Генрих Бёлль - Глазами клоуна
Марии теперь все нипочем, она в Риме, в лоне своей церкви, у нее сейчас одна забота: какой туалет надеть на аудиенцию к папе. Дабы разрешить ее сомнения, Цюпфнер раздобудет ей фотографию Жаклин Кеннеди и купит испанскую мантилью и вуаль; как-никак, а Мария является ныне чем-то вроде «first lady» немецкого католицизма. Я тоже поеду в Рим и испрошу аудиенцию у папы. Папа напоминает мне чем-то старого мудрого клоуна; ведь что ни говори, а родина Арлекина — Бергамо; сам Геннехольм может это засвидетельствовать, а уж он-то все знает. Я объясню папе, что мой брак с Марией, собственно говоря, потерпел крушение из-за того, что я не зарегистрировал его в официальных инстанциях, и попрошу папу рассматривать меня как своего рода антипода Генриху Восьмому: тот был ревностным католиком, склонным к полигамии, а я человек неверующий, склонный к моногамии. И расскажу ему, как много мнят о себе эти пошляки, ведущие деятели немецкого католицизма; пусть он не обольщается на их счет. А потом я исполню ему несколько моих пантомим — самые легкие, приятные вещицы, такие, как «В школу и домой»; только не «Кардинала»: это может его огорчить, ведь он и сам был когда-то кардиналом... А уж кому-кому, а ему я не хотел причинить боль.
Каждый раз я становлюсь жертвой собственной фантазии; я так ясно представляю себе аудиенцию у папы: вот я опустился на колени, чтобы он благословил меня — неверующего; а у дверей замерли швейцарцы-гвардейцы, и какой-то монсеньер благосклонно, хоть и чуть-чуть криво, улыбается... я так ясно вижу все это, что уже сам верю, что побывал у папы. Наверное, я почувствую искушение рассказать Лео, что ездил к папе и получил у него аудиенцию.

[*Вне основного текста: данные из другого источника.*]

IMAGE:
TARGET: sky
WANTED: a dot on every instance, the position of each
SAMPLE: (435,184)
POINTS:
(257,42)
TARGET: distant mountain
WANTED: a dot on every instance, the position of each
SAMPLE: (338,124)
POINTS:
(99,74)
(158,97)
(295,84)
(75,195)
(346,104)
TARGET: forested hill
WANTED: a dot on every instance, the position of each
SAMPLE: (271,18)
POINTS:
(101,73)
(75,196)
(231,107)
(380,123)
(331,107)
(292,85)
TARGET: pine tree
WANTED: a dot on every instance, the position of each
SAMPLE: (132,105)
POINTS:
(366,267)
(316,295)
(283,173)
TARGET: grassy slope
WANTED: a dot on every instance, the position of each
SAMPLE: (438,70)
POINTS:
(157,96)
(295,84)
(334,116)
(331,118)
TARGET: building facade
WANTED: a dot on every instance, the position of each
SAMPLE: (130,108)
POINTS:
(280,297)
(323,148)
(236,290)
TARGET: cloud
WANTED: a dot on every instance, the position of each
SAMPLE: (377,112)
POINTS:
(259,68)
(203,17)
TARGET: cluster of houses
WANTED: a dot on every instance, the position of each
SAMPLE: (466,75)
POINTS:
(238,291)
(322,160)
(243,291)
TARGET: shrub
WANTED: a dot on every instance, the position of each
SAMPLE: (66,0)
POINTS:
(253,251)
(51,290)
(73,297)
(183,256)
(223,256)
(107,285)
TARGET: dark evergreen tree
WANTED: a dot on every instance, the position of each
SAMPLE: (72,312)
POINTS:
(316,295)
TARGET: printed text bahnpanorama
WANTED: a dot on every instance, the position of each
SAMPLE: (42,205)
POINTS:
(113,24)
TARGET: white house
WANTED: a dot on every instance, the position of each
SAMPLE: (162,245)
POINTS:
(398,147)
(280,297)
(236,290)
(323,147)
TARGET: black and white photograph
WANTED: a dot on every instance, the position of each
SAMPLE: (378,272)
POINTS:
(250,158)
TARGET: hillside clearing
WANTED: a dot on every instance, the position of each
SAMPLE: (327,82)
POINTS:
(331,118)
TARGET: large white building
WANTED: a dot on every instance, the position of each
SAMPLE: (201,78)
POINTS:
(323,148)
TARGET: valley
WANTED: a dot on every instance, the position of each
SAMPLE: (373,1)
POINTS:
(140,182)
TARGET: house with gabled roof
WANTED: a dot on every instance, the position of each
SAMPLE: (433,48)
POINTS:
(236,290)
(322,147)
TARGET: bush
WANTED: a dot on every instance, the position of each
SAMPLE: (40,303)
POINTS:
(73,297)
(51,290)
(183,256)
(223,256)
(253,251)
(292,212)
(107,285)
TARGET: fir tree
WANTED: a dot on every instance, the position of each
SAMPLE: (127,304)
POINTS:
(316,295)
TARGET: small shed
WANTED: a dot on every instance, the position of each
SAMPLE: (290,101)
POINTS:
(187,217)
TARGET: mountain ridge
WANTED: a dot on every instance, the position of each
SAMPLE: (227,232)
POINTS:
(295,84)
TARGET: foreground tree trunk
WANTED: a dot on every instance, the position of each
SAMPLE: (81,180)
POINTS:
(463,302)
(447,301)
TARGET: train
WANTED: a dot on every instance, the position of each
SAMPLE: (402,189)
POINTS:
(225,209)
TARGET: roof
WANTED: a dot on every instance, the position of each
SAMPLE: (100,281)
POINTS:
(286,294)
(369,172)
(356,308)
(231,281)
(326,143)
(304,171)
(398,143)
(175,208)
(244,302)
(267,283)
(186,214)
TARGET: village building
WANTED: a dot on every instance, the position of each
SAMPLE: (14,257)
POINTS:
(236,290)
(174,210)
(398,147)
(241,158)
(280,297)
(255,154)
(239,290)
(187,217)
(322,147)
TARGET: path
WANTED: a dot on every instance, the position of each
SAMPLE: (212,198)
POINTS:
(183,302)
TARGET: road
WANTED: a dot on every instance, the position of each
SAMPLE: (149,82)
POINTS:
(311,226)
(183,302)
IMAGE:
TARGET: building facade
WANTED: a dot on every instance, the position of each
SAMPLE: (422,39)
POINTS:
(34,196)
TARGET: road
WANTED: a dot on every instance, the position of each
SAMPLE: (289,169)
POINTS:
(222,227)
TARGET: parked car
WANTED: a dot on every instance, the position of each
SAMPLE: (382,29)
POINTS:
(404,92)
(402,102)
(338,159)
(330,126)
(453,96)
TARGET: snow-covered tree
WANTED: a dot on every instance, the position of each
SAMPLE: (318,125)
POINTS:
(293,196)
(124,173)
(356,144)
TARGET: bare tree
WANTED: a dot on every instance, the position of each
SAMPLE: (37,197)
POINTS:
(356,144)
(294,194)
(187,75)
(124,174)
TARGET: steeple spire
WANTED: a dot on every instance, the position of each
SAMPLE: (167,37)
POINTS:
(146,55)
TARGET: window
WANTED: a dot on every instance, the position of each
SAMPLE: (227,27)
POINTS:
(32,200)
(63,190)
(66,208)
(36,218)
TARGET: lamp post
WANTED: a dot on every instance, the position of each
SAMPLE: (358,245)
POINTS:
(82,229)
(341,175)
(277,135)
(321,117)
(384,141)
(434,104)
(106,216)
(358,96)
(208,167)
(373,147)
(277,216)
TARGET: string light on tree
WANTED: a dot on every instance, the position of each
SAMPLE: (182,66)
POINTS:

В эту минуту я действительно был у папы, действительно видел его улыбку, внимал его приятному голосу, голосу простого крестьянина, беседовал с ним о том, как дурак из Бергамо стал Арлекином. Но с Лео шутки плохи, он всегда готов уличить меня во лжи... Бывало, Лео выходил из себя, когда при встрече я спрашивал его:
— Помнишь, как мы с тобой распилили тот столб?
В ответ он кричал:
— Мы с тобой вовсе не пилили тот столб.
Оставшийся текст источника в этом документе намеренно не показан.